The court imposed a constructive trust on the $3.91 million held by GAIC, ordering it to convey those funds to Lexington. Allowing GAIC to keep the money, the court reasoned, would amount to unjust enrichment.

Both sides had also accused each other of tortious interference with contract. Neither claim survived. The court found that Lexington was justified in asserting its claim to the fee award given its contractual and legal rights. It also found that GAIC was justified in asserting its own rights given the genuine complexity of the legal questions involved - a tacit acknowledgment that this was a legitimately difficult case, not a frivolous power grab by either side.

Lexington had also asked for prejudgment interest, but the court deferred that question for further briefing, with a schedule running through mid-May 2026. Final judgment has not yet been entered.

The case is worth watching for anyone in the surety or liability insurance space.

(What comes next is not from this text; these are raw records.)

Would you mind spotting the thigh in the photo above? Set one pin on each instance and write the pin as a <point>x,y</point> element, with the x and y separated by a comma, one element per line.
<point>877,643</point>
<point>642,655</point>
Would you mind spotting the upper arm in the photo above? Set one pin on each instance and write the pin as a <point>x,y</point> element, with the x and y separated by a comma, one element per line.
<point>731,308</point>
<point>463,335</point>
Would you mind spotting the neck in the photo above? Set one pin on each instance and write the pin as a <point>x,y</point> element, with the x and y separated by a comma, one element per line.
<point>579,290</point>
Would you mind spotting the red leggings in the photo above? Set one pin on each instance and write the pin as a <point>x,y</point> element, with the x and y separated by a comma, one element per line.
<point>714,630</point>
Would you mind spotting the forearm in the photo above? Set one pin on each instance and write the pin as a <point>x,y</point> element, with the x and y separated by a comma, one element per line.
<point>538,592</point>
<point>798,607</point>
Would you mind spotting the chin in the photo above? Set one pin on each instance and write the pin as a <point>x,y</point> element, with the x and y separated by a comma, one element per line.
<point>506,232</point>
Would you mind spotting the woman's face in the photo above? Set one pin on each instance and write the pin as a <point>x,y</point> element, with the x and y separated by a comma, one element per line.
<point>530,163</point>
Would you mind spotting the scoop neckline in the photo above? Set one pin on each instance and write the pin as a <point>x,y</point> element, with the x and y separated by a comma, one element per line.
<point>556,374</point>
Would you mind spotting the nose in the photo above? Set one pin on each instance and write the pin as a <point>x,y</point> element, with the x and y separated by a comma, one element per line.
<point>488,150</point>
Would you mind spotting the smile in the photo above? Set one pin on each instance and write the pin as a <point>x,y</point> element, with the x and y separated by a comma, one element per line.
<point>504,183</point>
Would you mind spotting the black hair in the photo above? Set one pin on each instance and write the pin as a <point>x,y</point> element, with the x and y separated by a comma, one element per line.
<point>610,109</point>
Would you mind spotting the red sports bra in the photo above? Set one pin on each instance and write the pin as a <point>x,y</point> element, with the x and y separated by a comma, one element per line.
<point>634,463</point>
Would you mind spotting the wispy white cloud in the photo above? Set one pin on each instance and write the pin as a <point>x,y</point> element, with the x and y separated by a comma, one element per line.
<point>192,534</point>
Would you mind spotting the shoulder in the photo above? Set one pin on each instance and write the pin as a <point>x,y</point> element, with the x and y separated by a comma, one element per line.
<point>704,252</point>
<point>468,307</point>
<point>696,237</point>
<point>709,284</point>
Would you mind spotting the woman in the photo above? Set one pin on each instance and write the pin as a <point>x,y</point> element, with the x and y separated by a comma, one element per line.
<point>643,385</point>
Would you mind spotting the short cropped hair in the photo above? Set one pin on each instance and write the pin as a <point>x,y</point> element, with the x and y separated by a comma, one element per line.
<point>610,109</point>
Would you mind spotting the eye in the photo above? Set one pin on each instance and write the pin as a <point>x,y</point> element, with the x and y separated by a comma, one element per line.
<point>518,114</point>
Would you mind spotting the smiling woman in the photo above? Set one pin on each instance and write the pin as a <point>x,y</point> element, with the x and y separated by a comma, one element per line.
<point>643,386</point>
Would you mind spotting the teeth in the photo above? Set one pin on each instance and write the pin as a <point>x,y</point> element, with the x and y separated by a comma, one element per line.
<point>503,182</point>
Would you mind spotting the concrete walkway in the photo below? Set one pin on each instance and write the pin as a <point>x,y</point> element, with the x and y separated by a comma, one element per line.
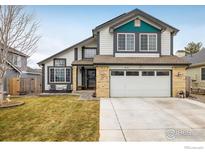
<point>151,119</point>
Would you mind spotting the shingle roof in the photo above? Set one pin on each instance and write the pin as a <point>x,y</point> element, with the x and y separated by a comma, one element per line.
<point>73,46</point>
<point>83,62</point>
<point>136,12</point>
<point>163,60</point>
<point>197,58</point>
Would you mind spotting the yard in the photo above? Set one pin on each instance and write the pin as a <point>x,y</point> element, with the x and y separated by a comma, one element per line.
<point>50,118</point>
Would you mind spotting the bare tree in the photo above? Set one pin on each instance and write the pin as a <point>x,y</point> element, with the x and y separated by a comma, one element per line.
<point>18,31</point>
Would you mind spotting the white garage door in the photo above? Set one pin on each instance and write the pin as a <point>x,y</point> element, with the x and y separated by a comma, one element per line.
<point>140,83</point>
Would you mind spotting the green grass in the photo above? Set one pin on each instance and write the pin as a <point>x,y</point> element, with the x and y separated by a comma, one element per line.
<point>52,118</point>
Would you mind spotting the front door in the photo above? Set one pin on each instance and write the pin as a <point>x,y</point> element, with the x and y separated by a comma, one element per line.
<point>91,78</point>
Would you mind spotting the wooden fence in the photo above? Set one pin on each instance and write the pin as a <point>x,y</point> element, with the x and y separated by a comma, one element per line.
<point>25,86</point>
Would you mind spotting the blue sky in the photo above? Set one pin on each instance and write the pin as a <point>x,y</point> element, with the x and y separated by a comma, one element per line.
<point>62,26</point>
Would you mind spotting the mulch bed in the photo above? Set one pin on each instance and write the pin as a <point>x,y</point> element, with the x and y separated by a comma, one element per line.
<point>13,104</point>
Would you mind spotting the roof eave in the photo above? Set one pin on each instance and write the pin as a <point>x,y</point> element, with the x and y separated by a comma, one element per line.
<point>73,46</point>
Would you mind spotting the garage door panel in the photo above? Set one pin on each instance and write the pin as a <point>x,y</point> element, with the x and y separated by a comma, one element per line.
<point>140,86</point>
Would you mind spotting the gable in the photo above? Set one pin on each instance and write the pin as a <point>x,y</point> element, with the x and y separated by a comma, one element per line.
<point>130,27</point>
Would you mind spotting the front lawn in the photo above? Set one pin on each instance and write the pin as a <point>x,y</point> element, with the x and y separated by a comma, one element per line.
<point>51,118</point>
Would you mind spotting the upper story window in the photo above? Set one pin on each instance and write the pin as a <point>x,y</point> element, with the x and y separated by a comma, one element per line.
<point>126,42</point>
<point>16,60</point>
<point>59,62</point>
<point>90,52</point>
<point>148,42</point>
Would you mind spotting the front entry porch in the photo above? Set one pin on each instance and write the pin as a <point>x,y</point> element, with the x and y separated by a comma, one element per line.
<point>85,78</point>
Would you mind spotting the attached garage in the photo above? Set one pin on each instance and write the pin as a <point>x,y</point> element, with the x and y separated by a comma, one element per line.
<point>140,83</point>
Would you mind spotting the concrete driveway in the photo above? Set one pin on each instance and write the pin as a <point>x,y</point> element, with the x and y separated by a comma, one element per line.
<point>151,119</point>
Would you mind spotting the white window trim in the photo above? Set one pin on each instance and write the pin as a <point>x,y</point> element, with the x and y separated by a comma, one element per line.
<point>54,74</point>
<point>147,42</point>
<point>125,41</point>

The core takeaway is that when an insurer pays for a defense and those costs are later awarded back in litigation or arbitration, the insurer - not the insured, and not the insured's surety - may be treated as the real party in interest to those funds, regardless of any competing security interests. That has practical implications for how sureties and insurers structure their agreements and for how they approach recovery when their interests overlap on the same project.

A separate dispute between FBB and Lexington over whether the $1.56 million in liquidated damages is covered by the insurance policies remains pending in federal litigation in Florida, currently stayed for arbitration.